Fiction animée de Fernando Trueba et Javier Mariscal, Espagne, 2011  

ImageLa Havane, fin du XXème siècle. Un vieux cireur de chaussure, Chico, se souvient de ses vingt ans au début des années 1950, lorsqu’il était un jeune pianiste de talent. Il vivait alors une histoire d’amour sensuelle et passionnée avec Rita, une belle chanteuse aux yeux clairs, mi-artiste, mi-putain. La Havane, New York, Las Vegas, Paris : de succès en débine, ils passeront ensuite toute leur vie à s’aimer, à se perdre et à se retrouver.

Pas d’acteurs en chair et en os dans cette œuvre. Un dessin animé de style naïf, façon Marianne Satrapi, restitue de manière très crédible les atmosphères successives de la Havane, depuis l’époque de Batista jusqu’à celle d’aujourd’hui. Composée par Bebo Valdès, la bande originale – qui est en fait la véritable vedette du film – illustre superbement les évolutions de la musique tropicale au cours du XXème siècle, depuis les orchestres cubains de la grande époque jusqu’au Latin-jazz new-yorkais des années 1970.

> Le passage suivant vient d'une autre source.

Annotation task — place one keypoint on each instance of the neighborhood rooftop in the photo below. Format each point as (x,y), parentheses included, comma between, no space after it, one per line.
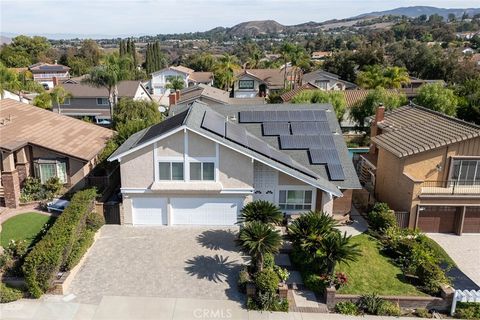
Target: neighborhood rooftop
(22,124)
(413,129)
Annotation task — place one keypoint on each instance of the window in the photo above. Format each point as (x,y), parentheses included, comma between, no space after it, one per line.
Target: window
(245,84)
(102,101)
(202,171)
(466,171)
(170,170)
(48,168)
(295,199)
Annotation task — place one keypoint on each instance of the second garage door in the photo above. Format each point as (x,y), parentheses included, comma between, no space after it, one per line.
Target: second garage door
(205,211)
(437,219)
(471,223)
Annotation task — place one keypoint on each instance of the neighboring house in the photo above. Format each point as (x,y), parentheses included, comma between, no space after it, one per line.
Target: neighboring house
(201,165)
(251,83)
(37,142)
(327,81)
(208,95)
(427,165)
(48,74)
(160,79)
(92,102)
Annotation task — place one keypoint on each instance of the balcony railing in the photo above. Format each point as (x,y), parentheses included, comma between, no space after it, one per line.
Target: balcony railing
(451,187)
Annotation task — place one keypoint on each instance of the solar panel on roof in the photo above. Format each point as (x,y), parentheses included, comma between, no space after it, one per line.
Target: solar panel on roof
(335,171)
(275,128)
(214,122)
(237,134)
(259,146)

L’œuvre dégage un puissant souffle romantique, mélange de Docteur Jivago, de Buena Vista Social Club et de Persepolis. On est pris d’une profonde sympathie pour ces deux héros d’encre et de papier ; et l’on souhaite de tout cœur que leur amour l’emporte sur les vicissitudes de la vie, qui semblent prendre, tout au long du film, un malin plaisir à s’opposer à leur bonheur.

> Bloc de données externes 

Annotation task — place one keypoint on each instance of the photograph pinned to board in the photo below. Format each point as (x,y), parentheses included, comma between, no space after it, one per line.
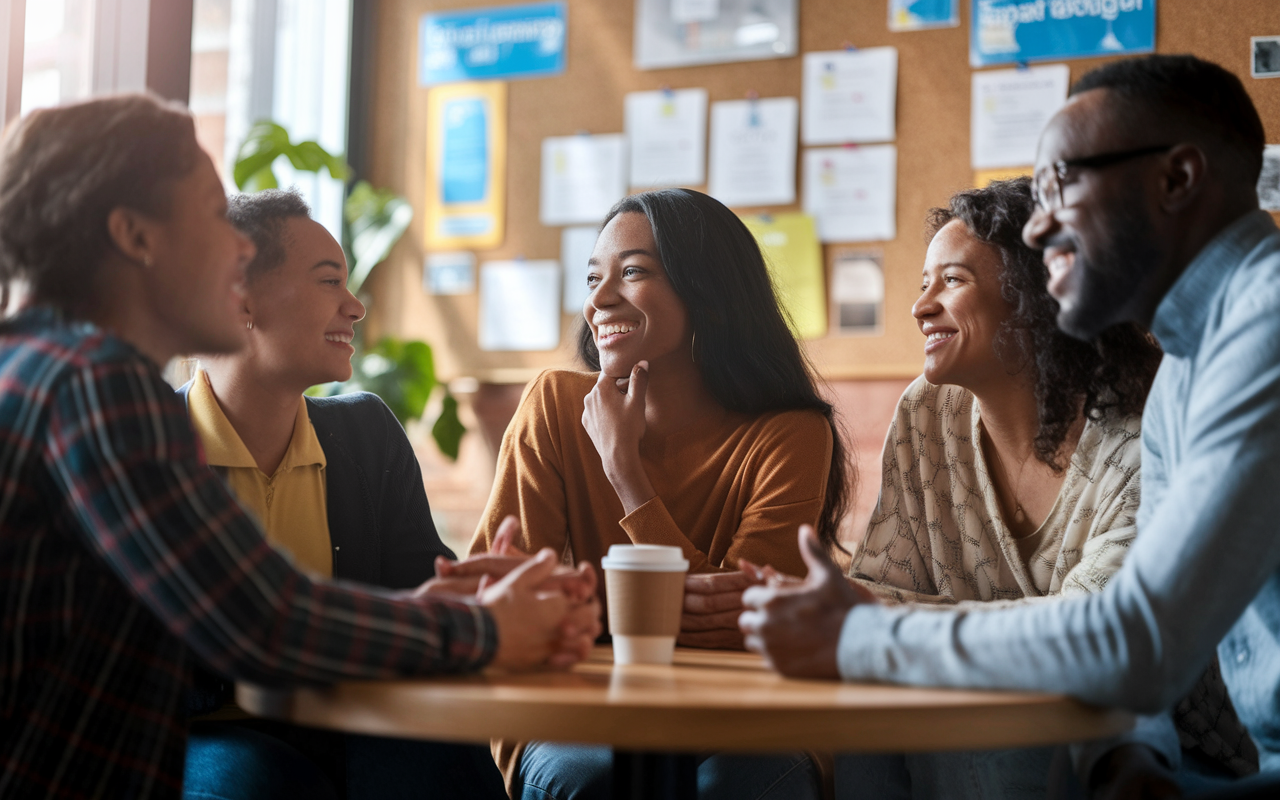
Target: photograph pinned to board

Cette œuvre de fiction emprunte de nombreux éléments à la vie d’artistes réels. Comment ne pas voir dans le personnage de Chico une transposition du véritable Bebo Valdès, qui accompagna plusieurs années la chanteuse Rita Montaner avant de s’exiler en Europe après la Révolution castriste ? Et cet ancien musicien devenu cireur de chaussure, puis tiré de l’oubli par la visite d’artistes occidentaux passionnés, ne rappelle-t-il pas un peu Ibrahim Ferrer ?

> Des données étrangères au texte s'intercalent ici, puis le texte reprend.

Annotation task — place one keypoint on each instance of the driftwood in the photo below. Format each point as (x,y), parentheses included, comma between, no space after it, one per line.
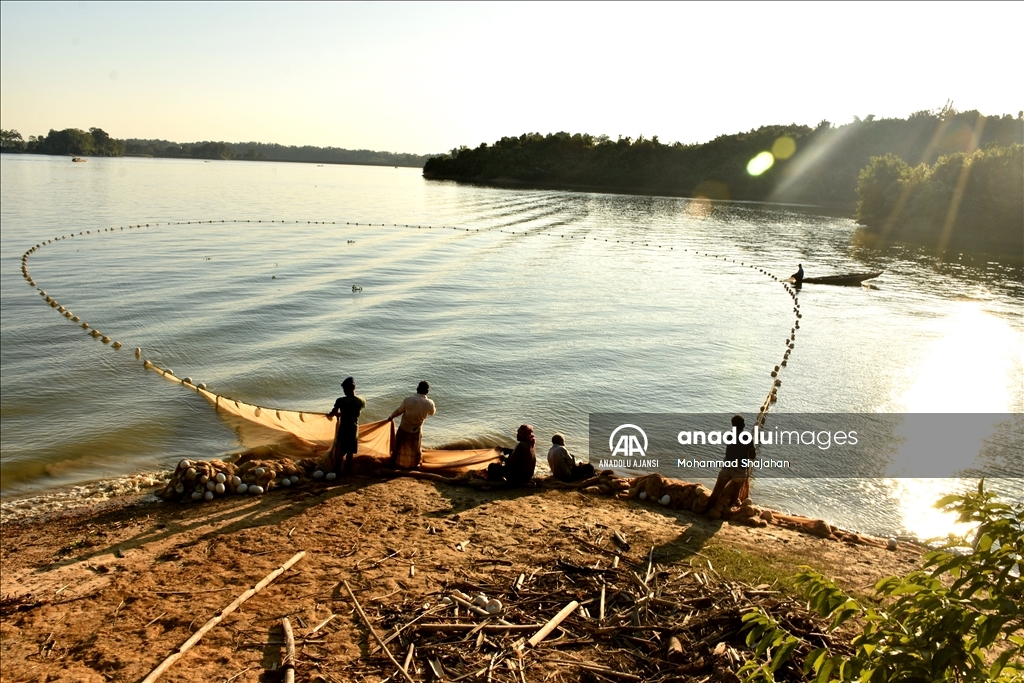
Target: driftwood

Réalisé par Fernand Trueba, un grand amoureux du Latin Jazz, le film peut être considéré comme le volet fictionnel d’une trilogie sur le même sujet, intégrant un documentaire (Side B) et un film consacré à la création musicale (Calle 54). Petit dernier du trio, Chico et Rita a visiblement bénéficié des connaissances accumulées à l’occasion des deux autres films. On retrouve, criantes de vérité, les différentes atmosphères musicales de l’époque : luxe clinquant des cabarets cubains, puis énergie créative des Jam sessions new-yorkaises animées par Chano Pozo, Dizzie Gillespie, Charlie Parker…

L’érudit attaché à la précision des détails historiques, le mélomane passionné de musique cubaine, l’amoureux de La Havane et le romantique fleur bleue trouveront donc tous leur compte dans ce film à la fois instructif et attachant.